- Court: Oregon Court of Appeals
- Area(s) of Law: Criminal Procedure
- Date Filed: 12-24-2014
- Case #: A148884
- Judge(s)/Court Below: Duncan, P.J. for the Court; Haselton, C.J., Wollheim, S.J.
- Full Text Opinion
Defendant appealed his conviction of driving under the influence of intoxicants (DUII), arguing that the trial court erred in its denial of his motion to suppress evidence of the results of an Intoxilyzer test (breath test). The officer who arrested Defendant for DUII (the officer) had asked Defendant if he would like to take a breath test. Defendant responded by stating that he wanted to speak with his attorney (the attorney).
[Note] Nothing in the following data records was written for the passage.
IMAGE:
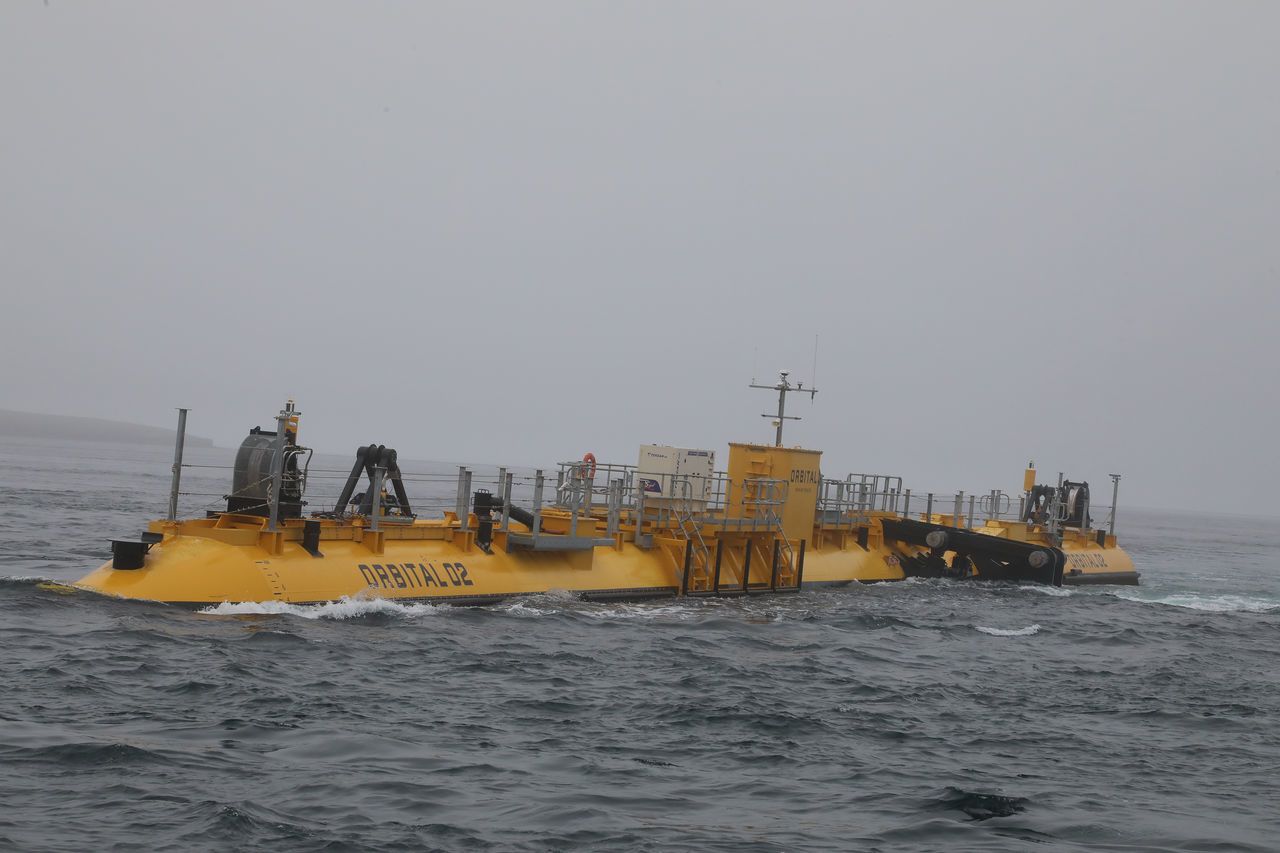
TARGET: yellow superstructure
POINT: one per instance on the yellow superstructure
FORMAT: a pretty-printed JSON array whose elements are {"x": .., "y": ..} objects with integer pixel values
[{"x": 771, "y": 524}]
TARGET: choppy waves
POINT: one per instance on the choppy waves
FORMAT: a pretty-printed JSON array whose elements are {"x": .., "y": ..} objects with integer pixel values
[{"x": 926, "y": 715}]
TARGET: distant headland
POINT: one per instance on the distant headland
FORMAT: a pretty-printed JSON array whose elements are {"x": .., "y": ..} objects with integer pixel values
[{"x": 88, "y": 429}]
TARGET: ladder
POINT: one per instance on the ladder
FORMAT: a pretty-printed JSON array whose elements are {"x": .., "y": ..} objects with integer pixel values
[{"x": 688, "y": 529}]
Defendant could reach only the attorney’s receptionist (the receptionist) by telephone, who he told of his arrest and that he was unsure whether he should take the breath test. During this conversation, the officer stood within earshot of Defendant. Defendant ultimately submitted to the breath test, which indicated a blood/alcohol content above the legal limit. On appeal, Defendant argued that his right to speak privately to an attorney was violated because that right includes the right to speak privately with an attorney’s representative, the receptionist. The State argued that that right does not include the right to speak privately with an attorney’s representative. The Court held that the right to counsel under Article 1, section 11 of the Oregon Constitution includes the right to privacy when communicating with an attorney, through the attorney’s representative. It reasoned that the receptionist was the means through which Defendant could confidentially communicate with counsel, and that the officer violated Defendant’s right to do so when he remained within earshot of Defendant’s conversation, and, because the officer violated Defendant’s rights, the trial court erred in its denial of Defendant’s motion. Reversed and remanded.